Подлинно артистическая и прототипично актерская душа — пленительная душа Геннадия Несчастливцева. В Несчастливцеве налицо все, что составляет подлинного актера-артиста. Его первый план — очарованный странник, стилистически столь убедительный между берез на пыльном большаке. Но на дне глубоко национальной души Несчастливцева живы и обе обязательные в каждой актерской душе стихии: Дон Кихот — вечный рыцарь мечты и Карл Моор — революционер-анархист и паладин справедливости. Образ Геннадия Несчастливцева — бесконечно скорбный, празднично торжественный и существенно благородный — образ подлинного актера. Есть в нем и громкий декламирующий патетизм и тишайшая улыбка горькой иронии. Есть требование от имени своего душевного богатства, своей вздымающейся полноты, царства и скипетра, но есть и пренебрежение к жизни, согласие на посох и путь. Его жизнь — сплошная игра: сцены с Восмибратовым, с Гурмыжской и Аксюшей — сплошная инсценировка. Но, играя, чистопородный артист Несчастливцев отнюдь не позирует. Его игра страстна и наивна, как игра ребенка. Явно актерствуя, он льет, однако, настоящие слезы. Он благоговеет перед Гурмыжской и вдохновляется Аксюшей потому, что в его душе цветет образ неведомой прекрасной женщины, идеальной актрисы. Если бы в ночь посвящения он даже влюбился в Аксюшу, он простер бы над ней руки, но он бы не обнял ее; она осталась бы у него на груди, как изображение Мадонны под ветвями каштана на перекрестке тирольских дорог.

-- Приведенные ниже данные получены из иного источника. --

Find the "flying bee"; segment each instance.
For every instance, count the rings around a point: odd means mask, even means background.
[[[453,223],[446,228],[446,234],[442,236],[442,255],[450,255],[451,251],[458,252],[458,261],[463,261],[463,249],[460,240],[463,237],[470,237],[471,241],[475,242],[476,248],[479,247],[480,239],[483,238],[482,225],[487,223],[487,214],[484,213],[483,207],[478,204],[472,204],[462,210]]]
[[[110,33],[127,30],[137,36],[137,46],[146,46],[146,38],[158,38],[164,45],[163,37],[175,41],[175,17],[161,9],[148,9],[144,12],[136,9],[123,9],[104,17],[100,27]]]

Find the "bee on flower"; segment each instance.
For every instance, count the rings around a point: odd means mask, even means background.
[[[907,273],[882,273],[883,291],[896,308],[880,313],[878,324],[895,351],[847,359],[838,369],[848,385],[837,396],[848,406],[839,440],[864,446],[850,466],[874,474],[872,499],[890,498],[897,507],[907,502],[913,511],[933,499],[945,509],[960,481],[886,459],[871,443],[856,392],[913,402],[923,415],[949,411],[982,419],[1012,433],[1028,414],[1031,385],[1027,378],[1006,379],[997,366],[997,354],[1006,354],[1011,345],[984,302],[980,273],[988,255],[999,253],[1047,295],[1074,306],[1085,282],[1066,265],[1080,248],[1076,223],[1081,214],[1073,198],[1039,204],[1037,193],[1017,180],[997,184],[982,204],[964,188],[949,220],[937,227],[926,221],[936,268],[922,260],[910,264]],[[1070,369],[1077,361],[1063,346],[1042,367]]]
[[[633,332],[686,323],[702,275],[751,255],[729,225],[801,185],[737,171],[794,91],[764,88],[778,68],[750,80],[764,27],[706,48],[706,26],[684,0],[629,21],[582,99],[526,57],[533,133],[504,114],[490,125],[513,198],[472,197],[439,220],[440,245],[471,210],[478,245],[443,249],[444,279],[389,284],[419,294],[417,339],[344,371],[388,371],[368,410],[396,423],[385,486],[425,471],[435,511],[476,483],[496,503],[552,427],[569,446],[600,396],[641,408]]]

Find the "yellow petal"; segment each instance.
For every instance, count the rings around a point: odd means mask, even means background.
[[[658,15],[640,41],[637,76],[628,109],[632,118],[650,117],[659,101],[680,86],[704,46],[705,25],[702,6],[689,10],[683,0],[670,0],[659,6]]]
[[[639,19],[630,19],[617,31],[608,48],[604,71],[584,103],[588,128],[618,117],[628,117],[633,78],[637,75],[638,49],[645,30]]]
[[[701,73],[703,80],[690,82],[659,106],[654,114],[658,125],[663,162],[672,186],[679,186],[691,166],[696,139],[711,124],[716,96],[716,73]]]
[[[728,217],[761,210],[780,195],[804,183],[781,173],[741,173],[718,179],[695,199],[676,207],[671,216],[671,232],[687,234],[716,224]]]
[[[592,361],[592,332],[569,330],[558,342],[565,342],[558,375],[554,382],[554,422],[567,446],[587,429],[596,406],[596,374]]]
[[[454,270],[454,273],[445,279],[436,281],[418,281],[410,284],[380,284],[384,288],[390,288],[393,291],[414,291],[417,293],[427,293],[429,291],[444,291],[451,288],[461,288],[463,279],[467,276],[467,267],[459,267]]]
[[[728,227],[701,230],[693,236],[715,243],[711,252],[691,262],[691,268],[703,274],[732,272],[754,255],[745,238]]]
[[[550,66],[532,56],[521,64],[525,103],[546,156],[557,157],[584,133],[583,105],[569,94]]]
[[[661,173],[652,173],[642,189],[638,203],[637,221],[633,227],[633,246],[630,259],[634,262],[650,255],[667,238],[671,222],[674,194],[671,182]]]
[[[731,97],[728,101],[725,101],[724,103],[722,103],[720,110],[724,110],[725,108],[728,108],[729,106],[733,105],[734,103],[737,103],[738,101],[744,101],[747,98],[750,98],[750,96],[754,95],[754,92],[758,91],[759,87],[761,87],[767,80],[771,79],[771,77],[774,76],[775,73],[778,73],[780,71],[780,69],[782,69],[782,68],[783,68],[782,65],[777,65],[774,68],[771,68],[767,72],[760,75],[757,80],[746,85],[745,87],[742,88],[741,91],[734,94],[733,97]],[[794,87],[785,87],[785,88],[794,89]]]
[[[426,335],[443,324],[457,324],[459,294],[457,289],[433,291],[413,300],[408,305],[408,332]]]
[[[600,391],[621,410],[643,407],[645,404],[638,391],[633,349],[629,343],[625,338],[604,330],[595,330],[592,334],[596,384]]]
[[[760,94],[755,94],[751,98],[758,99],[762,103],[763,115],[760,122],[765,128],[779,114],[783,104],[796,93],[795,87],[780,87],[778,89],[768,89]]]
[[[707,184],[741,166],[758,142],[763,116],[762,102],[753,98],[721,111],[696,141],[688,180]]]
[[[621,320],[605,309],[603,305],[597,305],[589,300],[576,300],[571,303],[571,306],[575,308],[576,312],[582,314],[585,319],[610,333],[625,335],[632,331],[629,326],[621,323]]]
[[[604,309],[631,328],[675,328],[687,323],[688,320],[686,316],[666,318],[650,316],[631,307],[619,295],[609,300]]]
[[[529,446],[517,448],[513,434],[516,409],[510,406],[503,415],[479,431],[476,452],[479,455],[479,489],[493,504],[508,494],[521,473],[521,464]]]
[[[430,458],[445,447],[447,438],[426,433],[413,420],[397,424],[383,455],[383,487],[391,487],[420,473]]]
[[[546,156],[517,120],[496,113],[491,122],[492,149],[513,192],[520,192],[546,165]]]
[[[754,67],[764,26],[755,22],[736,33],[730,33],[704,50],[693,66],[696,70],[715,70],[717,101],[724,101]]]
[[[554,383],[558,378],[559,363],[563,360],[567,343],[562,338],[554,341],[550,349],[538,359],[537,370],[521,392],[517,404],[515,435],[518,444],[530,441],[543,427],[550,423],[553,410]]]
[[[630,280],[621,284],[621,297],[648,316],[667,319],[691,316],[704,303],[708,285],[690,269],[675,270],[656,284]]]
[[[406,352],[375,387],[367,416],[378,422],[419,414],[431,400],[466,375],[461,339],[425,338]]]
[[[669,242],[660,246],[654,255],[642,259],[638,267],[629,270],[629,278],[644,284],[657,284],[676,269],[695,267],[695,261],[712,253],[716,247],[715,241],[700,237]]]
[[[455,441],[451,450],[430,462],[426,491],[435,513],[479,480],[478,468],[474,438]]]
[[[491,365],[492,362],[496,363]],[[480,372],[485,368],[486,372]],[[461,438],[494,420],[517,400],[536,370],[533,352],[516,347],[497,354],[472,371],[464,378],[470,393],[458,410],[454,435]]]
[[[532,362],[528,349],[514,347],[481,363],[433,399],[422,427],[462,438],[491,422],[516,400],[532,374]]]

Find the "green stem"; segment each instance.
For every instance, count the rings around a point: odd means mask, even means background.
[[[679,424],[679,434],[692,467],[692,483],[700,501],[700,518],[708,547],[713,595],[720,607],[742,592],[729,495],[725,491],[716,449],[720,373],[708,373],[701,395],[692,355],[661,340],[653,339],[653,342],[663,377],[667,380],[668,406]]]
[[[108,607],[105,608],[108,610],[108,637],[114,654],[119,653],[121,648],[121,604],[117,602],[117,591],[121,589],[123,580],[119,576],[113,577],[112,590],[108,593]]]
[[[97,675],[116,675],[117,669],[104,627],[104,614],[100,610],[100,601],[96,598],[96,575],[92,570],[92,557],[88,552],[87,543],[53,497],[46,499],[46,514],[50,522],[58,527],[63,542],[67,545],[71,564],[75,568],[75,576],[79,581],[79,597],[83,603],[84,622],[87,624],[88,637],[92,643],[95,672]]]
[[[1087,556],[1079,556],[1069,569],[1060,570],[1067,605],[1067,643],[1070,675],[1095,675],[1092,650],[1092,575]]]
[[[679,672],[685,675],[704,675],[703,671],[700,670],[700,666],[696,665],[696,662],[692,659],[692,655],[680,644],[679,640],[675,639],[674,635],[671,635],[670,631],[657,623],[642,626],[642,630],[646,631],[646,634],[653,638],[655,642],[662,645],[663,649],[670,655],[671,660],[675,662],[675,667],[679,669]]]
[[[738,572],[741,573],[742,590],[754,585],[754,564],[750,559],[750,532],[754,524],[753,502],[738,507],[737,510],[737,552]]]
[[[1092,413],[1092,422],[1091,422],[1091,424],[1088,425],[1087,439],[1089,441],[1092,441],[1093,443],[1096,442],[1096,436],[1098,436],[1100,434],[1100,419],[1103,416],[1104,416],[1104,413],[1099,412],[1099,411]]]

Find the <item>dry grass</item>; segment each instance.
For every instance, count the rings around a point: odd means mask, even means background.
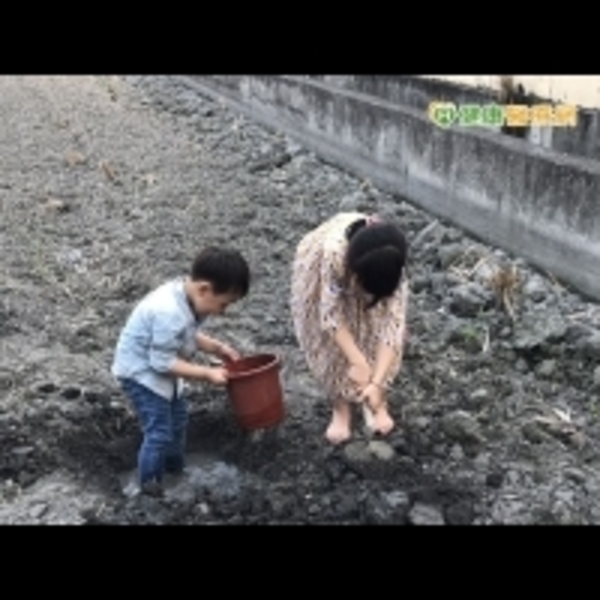
[[[493,261],[491,254],[481,256],[475,247],[469,247],[456,260],[452,262],[448,271],[458,277],[464,283],[473,281],[478,271],[484,266],[491,266],[491,275],[484,276],[487,284],[493,290],[510,318],[515,320],[514,304],[517,292],[521,285],[521,277],[516,265],[508,266],[490,265]]]
[[[514,264],[497,268],[490,279],[491,288],[513,321],[515,320],[514,301],[520,282],[521,278]]]

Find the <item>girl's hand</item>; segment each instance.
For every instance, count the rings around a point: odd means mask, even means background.
[[[354,383],[358,391],[362,391],[369,383],[373,375],[371,366],[369,363],[361,362],[350,365],[348,369],[348,377]]]
[[[384,390],[374,383],[369,383],[363,389],[359,402],[365,402],[371,412],[376,413],[384,405]]]

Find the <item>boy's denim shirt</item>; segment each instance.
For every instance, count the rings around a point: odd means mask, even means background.
[[[167,400],[183,384],[167,371],[176,358],[193,357],[204,320],[194,316],[183,284],[183,278],[164,283],[138,303],[121,332],[111,369],[117,379],[134,379]]]

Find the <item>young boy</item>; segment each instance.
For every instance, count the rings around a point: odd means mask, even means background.
[[[184,467],[187,406],[183,379],[225,385],[224,367],[191,362],[196,350],[220,359],[238,353],[203,333],[209,315],[247,295],[250,272],[235,250],[206,248],[188,277],[164,283],[131,313],[116,347],[112,374],[119,380],[140,420],[144,439],[138,454],[141,491],[162,493],[164,472]]]

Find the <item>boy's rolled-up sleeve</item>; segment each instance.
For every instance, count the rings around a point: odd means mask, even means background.
[[[178,357],[185,325],[168,317],[154,319],[150,340],[150,366],[160,373],[168,372]]]

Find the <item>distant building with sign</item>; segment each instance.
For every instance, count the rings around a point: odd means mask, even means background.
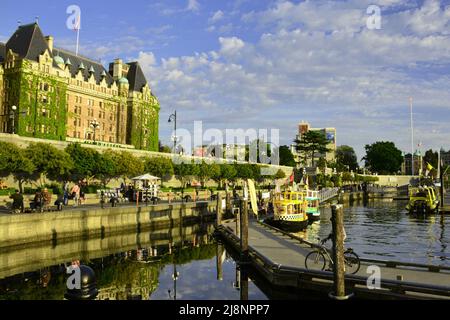
[[[317,164],[317,161],[320,158],[324,158],[327,162],[333,162],[336,160],[336,148],[337,148],[337,139],[336,139],[336,128],[311,128],[310,124],[307,122],[301,122],[298,125],[298,133],[296,135],[296,140],[302,140],[302,137],[309,131],[319,131],[325,135],[328,140],[327,148],[330,150],[326,153],[316,153],[314,156],[314,162]],[[291,152],[294,155],[295,161],[297,163],[301,162],[300,155],[296,150],[295,144],[291,146]],[[307,166],[311,166],[311,159],[308,160]]]

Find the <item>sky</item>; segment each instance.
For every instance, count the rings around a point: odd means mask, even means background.
[[[359,159],[376,141],[410,152],[412,97],[415,148],[450,149],[450,1],[2,0],[0,41],[39,17],[55,46],[74,50],[70,5],[80,54],[141,63],[165,144],[176,110],[191,131],[279,129],[290,145],[306,121],[335,127]]]

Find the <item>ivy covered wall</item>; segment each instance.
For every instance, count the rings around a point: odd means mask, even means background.
[[[5,74],[10,85],[9,104],[18,107],[15,132],[25,137],[66,139],[66,93],[63,79],[35,74],[26,61]]]
[[[128,143],[137,149],[159,151],[159,104],[134,98],[128,106]]]

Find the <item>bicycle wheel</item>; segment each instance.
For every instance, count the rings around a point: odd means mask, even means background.
[[[353,250],[347,250],[344,252],[344,261],[345,261],[345,273],[348,274],[356,274],[361,267],[361,262],[359,261],[359,257]]]
[[[322,252],[313,251],[305,258],[305,267],[309,270],[325,270],[326,259]]]

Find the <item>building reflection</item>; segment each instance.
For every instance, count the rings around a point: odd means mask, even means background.
[[[173,230],[158,230],[148,234],[141,234],[141,241],[135,242],[134,247],[126,244],[121,248],[120,244],[129,243],[129,239],[135,239],[136,234],[117,235],[105,239],[80,239],[79,243],[70,244],[71,247],[83,247],[86,250],[92,248],[92,252],[83,251],[73,254],[71,260],[80,260],[94,269],[97,276],[97,286],[99,289],[98,300],[146,300],[158,289],[161,271],[166,266],[173,266],[171,272],[173,279],[172,298],[177,298],[177,280],[180,276],[178,266],[189,263],[197,259],[212,259],[216,255],[215,244],[212,243],[213,225],[208,226],[185,226],[181,233],[174,233]],[[148,241],[142,241],[147,238]],[[143,243],[142,243],[143,242]],[[119,245],[116,249],[111,246]],[[133,244],[131,244],[133,245]],[[98,247],[103,247],[105,253],[98,252]],[[51,252],[58,252],[50,247],[38,248],[47,256]],[[62,249],[62,248],[61,248]],[[115,251],[115,253],[110,253]],[[20,253],[20,252],[19,252]],[[19,257],[17,251],[8,253],[1,252],[0,259]],[[69,252],[70,254],[70,252]],[[4,255],[4,256],[2,256]],[[66,259],[67,252],[61,253],[61,259]],[[94,255],[98,255],[95,257]],[[57,257],[50,259],[54,263]],[[25,299],[25,300],[63,300],[66,291],[66,267],[70,262],[61,262],[56,266],[46,266],[38,270],[31,263],[26,268],[30,271],[16,273],[0,279],[1,299]],[[14,260],[7,259],[12,263]],[[20,263],[22,260],[18,260]],[[51,264],[50,264],[51,265]],[[0,272],[2,268],[0,267]],[[15,267],[9,266],[11,270]],[[23,267],[23,263],[20,265]],[[27,270],[25,269],[25,270]],[[23,269],[22,269],[23,270]],[[13,271],[11,271],[13,272]],[[0,274],[1,276],[1,274]],[[14,292],[14,294],[12,294]]]

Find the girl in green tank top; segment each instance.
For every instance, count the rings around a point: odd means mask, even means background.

Лишенный всякого образования и всякой культуры, Несчастливцев наделен сердцем, исполненным глубочайшей интуиции по всем вопросам театра. Интеллигент для него не актер, а если актер, то не трагик. Женщина для него не актриса, если для нее сцена не спасение от омута жизни. Сцена не только искусство, сцена и творчество жизни. Выйдя на сцену королевой и сойдя со сцены королевой, актриса так и остается королевой. Принцип актерского отношения друг к другу — принцип братства, отдающего последнюю копейку; принцип постановки — музыкальная трактовка сцены — недопустимость тенора и у комика, и у любовника, и у трагика.

Такова классически актерская душа трагика Несчастливцева, рассмотренная у себя на родине, в царстве идей.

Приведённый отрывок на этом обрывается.